Old thread but anyway my 2¢
Too bad this is an old thread because I invest in physical gold and have been following the price action for many years.
A brief outline: As you may or may not know, gold was once the world’s money. However, the last link to any form of gold standard was broken when President Nixon ended the convertibility of $US into gold in 1971 (The Nixon shock) thus ending the Bretton Woods system. Since then the world has been on a completely fiat monetary system with the $US maintaining its place as the reserve currency. Even though the world is on a fiat standard the price of gold still has a very close relationship to the money supply, especially the $US, as all commodities are priced in $US.
Since the GFC in 2008 the worlds Central Banks have literally been flooding the world with newly created money via their low interest rate policies and Q.E. in an effort to avoid their greatest nemeses – deflation (I say “their” because as consumers we enjoy falling prices.)

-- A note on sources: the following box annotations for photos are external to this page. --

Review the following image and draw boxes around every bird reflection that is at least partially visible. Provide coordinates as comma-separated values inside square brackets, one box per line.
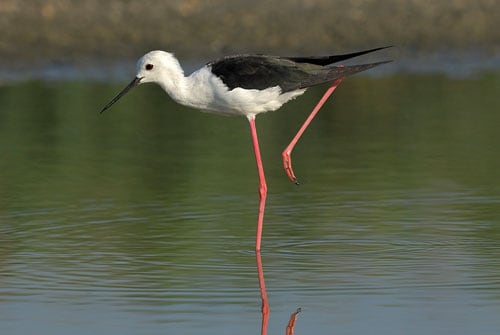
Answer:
[255, 250, 300, 335]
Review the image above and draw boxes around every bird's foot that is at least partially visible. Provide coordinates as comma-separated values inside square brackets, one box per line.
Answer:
[286, 308, 301, 335]
[281, 148, 299, 185]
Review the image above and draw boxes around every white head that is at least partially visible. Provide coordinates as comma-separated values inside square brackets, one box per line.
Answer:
[101, 50, 184, 113]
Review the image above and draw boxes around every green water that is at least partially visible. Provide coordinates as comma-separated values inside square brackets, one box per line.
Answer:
[0, 73, 500, 334]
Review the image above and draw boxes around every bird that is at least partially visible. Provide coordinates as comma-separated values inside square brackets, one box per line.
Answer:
[101, 46, 391, 252]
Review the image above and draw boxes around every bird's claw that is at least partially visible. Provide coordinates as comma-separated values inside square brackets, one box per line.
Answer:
[281, 149, 299, 185]
[286, 307, 301, 335]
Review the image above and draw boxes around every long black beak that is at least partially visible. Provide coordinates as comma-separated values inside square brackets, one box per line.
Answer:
[101, 77, 142, 114]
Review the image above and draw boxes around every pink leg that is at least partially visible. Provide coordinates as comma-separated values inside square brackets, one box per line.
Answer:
[248, 115, 267, 251]
[255, 250, 270, 335]
[281, 78, 344, 185]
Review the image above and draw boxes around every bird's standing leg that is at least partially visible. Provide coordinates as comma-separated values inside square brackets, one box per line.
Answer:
[248, 115, 267, 251]
[255, 250, 270, 335]
[281, 78, 344, 185]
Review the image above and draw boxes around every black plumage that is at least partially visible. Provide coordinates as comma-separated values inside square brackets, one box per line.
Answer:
[208, 47, 387, 93]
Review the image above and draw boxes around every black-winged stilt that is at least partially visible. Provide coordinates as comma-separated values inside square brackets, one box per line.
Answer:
[101, 47, 389, 251]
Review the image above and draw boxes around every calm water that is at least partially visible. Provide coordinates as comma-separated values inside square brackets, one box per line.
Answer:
[0, 73, 500, 335]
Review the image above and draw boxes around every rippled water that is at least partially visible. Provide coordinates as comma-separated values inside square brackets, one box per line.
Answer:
[0, 74, 500, 335]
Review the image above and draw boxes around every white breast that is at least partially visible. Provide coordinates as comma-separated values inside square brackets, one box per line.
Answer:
[180, 67, 306, 115]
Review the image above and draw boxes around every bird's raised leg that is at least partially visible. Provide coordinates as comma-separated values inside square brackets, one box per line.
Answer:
[248, 115, 267, 251]
[281, 78, 344, 185]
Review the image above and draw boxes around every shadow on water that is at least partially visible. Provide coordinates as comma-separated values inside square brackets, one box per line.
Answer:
[0, 73, 500, 335]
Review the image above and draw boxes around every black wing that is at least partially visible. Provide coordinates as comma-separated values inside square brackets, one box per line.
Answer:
[287, 46, 391, 66]
[208, 55, 312, 92]
[208, 47, 387, 92]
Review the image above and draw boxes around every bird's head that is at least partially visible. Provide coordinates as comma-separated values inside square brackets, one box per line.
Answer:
[101, 50, 183, 113]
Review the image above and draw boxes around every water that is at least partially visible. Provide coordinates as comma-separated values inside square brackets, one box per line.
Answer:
[0, 73, 500, 335]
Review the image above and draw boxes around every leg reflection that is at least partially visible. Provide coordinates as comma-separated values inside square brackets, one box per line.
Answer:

The $US officially ended it’s loose monetary policy in December 2015 when it hiked interest rates for the first time since 2006. This seems to have also marked the bottom of the gold bear market. The theory is that we are now entering an inflationary period and gold performs well in that environment.
I personally think we are now in a new bull market and should see prices rise about 7% p.a for at least the next decade, with a possible bubble taking it close to $5000 t.oz sometime in that period.